[comp.mail.sendmail] Trouble sending mail to MMDF sites

mcb@ncis.tis.llnl.gov (Michael C. Berch) (05/05/89)

Our site hosts the MHSNEWS (X.400) and IFIP-GTWY (RFC987 stuff)
Internet mailing lists, and recently a number of the addresses on the
list have become undeliverable.  A number of things have changed
around here, including an upgrade from SunOS 3.5 to 4.0 on the sending
host (tis.llnl.gov), an IP address change, and a couple mods to our
sendmail config, but none of them should really affect anything.
We're running Sun Sendmail 4.0.

The undeliverable sites all appear to be running MMDF (at least that's
what the banner looks like), and they all give the same error in
response to the MAIL command, as shown below.  Occasionally the response is 
"451 Nameserver timeout during parsing" instead of what's shown.
Sites that have done this include sh.cs.net, brl.mil, cc5.bbn.com, and
a couple of others.

I should point out that during this period our host has delivered mail
to zillions of other Internet hosts, most of them sendmail sites plus
a few TOPS-20 and VMS and what-have-you, without any problems, and our
zone name server and its parent seem to be working just fine.

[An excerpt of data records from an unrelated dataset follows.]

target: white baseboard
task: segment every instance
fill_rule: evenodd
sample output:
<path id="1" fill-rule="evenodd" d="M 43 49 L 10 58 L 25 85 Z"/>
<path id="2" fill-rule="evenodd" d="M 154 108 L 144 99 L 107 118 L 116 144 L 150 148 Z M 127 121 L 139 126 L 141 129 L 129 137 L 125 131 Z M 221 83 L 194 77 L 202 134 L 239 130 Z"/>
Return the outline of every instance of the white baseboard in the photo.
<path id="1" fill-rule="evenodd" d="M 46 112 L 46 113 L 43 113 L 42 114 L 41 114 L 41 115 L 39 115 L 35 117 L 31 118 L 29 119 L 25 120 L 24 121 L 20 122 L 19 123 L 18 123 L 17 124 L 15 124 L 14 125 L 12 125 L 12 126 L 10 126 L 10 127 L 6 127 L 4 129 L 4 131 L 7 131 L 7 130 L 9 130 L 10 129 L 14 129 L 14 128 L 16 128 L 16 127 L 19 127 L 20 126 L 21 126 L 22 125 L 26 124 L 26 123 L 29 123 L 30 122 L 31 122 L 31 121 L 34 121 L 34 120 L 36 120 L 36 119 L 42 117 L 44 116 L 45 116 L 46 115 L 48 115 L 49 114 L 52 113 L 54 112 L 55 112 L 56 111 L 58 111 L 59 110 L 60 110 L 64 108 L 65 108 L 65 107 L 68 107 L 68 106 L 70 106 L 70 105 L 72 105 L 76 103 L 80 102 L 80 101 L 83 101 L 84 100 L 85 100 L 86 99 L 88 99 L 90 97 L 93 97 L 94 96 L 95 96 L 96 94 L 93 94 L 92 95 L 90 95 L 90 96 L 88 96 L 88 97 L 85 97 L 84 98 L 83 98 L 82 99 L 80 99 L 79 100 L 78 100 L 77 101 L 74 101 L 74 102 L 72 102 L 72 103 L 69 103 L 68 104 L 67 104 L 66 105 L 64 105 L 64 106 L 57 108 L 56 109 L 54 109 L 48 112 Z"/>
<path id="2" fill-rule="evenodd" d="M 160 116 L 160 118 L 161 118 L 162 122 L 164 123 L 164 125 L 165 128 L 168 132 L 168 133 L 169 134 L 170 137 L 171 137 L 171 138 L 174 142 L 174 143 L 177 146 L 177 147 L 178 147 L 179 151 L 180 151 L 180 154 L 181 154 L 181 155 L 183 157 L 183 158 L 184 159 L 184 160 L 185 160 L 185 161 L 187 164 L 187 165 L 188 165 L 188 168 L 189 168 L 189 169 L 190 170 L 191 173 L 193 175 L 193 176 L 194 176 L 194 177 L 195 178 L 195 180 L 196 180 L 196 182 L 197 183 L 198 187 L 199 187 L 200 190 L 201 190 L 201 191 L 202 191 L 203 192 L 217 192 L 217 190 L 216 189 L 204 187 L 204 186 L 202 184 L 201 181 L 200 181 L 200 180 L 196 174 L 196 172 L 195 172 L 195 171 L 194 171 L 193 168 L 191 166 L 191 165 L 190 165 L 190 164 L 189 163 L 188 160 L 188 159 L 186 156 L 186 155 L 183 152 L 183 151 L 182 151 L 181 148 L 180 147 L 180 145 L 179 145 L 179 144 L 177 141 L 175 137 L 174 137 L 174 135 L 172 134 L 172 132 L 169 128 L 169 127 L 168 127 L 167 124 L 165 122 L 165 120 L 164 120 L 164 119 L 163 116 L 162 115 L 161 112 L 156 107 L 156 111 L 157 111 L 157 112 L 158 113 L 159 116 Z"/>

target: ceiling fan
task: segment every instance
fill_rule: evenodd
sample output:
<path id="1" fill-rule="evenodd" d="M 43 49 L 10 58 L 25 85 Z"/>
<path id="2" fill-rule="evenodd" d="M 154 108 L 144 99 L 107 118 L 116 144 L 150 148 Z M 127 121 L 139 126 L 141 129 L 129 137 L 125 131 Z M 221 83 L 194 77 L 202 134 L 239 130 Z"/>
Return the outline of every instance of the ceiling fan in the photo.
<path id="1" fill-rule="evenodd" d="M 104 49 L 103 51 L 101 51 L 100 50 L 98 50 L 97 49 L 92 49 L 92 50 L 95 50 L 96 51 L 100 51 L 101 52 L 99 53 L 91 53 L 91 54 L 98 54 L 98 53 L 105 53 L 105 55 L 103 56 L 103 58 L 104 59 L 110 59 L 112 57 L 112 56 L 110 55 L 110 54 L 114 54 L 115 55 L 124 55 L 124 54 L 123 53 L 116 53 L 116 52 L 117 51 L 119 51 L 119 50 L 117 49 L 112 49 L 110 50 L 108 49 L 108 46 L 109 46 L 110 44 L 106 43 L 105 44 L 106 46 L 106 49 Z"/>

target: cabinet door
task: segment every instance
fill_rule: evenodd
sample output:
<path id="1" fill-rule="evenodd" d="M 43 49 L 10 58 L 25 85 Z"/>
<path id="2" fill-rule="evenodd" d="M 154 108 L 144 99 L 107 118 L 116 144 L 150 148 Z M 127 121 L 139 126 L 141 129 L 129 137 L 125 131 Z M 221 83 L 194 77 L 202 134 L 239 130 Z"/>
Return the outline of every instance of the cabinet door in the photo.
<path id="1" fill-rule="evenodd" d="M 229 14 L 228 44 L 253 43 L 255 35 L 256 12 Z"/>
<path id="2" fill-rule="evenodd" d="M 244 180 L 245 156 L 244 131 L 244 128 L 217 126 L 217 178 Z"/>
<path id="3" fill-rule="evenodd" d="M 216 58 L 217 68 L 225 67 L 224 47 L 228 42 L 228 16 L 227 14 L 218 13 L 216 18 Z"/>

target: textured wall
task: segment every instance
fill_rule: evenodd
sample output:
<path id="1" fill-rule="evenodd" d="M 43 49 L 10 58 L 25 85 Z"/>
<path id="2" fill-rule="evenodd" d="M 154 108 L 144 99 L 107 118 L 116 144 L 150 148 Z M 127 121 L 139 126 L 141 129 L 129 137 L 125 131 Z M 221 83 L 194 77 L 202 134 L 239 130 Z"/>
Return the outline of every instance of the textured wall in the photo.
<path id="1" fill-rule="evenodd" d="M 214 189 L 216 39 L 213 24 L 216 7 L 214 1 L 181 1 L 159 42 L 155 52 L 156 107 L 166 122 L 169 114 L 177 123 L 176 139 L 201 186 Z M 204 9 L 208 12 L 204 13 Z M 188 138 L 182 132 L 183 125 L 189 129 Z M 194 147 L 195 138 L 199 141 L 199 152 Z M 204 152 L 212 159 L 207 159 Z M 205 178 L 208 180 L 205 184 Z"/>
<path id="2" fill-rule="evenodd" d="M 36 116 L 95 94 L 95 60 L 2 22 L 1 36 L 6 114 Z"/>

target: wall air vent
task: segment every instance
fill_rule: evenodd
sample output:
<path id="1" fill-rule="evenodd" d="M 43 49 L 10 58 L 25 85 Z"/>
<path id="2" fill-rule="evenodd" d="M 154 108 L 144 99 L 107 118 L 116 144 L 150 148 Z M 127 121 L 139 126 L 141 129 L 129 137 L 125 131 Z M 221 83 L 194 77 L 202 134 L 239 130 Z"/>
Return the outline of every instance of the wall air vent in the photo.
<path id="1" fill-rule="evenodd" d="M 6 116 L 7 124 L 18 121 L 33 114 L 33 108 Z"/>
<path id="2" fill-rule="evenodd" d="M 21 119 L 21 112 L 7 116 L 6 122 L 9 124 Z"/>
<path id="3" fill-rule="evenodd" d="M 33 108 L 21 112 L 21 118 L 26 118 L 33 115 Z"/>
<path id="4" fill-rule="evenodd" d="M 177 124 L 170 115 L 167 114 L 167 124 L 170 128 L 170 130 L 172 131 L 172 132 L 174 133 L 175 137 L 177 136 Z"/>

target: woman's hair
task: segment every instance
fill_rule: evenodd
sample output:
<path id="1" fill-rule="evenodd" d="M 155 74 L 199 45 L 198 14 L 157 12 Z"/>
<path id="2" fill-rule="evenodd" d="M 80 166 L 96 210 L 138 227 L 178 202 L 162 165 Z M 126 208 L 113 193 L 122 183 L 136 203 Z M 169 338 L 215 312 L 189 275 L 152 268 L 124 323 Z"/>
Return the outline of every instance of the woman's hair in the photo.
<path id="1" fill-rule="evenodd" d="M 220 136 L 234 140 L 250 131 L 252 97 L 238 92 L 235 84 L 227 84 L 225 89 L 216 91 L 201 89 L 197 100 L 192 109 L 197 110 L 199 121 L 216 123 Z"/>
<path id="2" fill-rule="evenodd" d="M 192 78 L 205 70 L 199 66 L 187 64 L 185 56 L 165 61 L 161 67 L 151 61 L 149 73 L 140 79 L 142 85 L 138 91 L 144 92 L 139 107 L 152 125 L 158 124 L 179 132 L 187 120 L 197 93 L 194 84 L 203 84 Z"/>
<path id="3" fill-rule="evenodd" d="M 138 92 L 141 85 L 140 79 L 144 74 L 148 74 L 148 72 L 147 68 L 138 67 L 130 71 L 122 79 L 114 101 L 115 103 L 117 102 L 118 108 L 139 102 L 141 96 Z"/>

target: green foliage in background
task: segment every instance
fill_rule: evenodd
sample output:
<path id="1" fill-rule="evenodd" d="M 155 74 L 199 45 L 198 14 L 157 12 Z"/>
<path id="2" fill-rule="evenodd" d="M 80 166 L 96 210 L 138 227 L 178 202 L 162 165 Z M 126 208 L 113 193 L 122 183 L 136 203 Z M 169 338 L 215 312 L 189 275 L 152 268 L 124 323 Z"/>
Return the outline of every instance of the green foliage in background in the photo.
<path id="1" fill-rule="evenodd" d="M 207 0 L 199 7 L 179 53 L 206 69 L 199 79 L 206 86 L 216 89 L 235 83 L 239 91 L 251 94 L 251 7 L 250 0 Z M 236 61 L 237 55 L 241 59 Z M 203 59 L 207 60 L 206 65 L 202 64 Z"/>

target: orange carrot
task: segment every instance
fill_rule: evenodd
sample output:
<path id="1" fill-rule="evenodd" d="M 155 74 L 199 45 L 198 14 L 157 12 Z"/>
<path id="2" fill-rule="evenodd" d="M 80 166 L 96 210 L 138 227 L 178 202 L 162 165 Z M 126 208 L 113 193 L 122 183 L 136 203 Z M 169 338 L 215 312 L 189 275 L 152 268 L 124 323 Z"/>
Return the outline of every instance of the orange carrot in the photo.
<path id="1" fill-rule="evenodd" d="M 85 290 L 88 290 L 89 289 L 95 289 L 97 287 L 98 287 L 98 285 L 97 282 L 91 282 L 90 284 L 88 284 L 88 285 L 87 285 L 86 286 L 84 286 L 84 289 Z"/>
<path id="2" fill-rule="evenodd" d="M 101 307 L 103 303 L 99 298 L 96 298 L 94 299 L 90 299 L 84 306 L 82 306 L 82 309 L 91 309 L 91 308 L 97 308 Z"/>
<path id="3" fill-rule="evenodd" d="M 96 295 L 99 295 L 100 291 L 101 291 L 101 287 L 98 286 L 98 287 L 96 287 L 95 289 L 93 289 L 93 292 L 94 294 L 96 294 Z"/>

Anybody got a clue?  David Herron, are you out there?

Michael C. Berch  
mcb@ncis.llnl.gov / uunet!ncis.llnl.gov!mcb

-----
Transcript of SMTP session:
Running AA18351
arpa-mhs-bboard@sh.cs.net... Connecting to sh.cs.net via tcp...
Trying 192.31.103.3...  connected.
220 sh.cs.net Server SMTP (Complaints/bugs to:  Postmaster@SH.CS.NET)
>>> HELO tis.llnl.gov
250 sh.cs.net - you are a charlatan
>>> MAIL From:<ifip-gtwy-request@tis.llnl.gov>
451 [ Invalid argument ] Nameserver timeout for 'ifip-gtwy-request@tis.llnl.gov
>>> QUIT
221 sh.cs.net says goodbye to [128.115.26.3] at Wed May  3 19:17:35.
arpa-mhs-bboard@sh.cs.net... Deferred: [ Invalid argument ] Nameserver timeout for 'ifip-gtwy-request@tis.llnl.gov

iglesias@orion.cf.uci.edu (Mike Iglesias) (05/08/89)

In article <181@ncis.tis.llnl.gov> mcb@ncis.tis.llnl.gov (Michael C. Berch) writes:
>I should point out that during this period our host has delivered mail
>to zillions of other Internet hosts, most of them sendmail sites plus
>a few TOPS-20 and VMS and what-have-you, without any problems, and our
>zone name server and its parent seem to be working just fine.

The problem is that the MMDF systems can't resolve your IP address
to your host name.  My system can't resolve tis.llnl.gov to an IP
address, and several of the systems here (VMS and Unix) can't get
mail delivered to llnl.gov sites.  I think there's a problem with
a nameserver somewhere - I can't tell if it's yours or not.  If you're
not running the llnl.gov server, maybe that one is broken?


Mike Iglesias
University of California, Irvine

david@ms.uky.edu (David Herron -- One of the vertebrae) (05/09/89)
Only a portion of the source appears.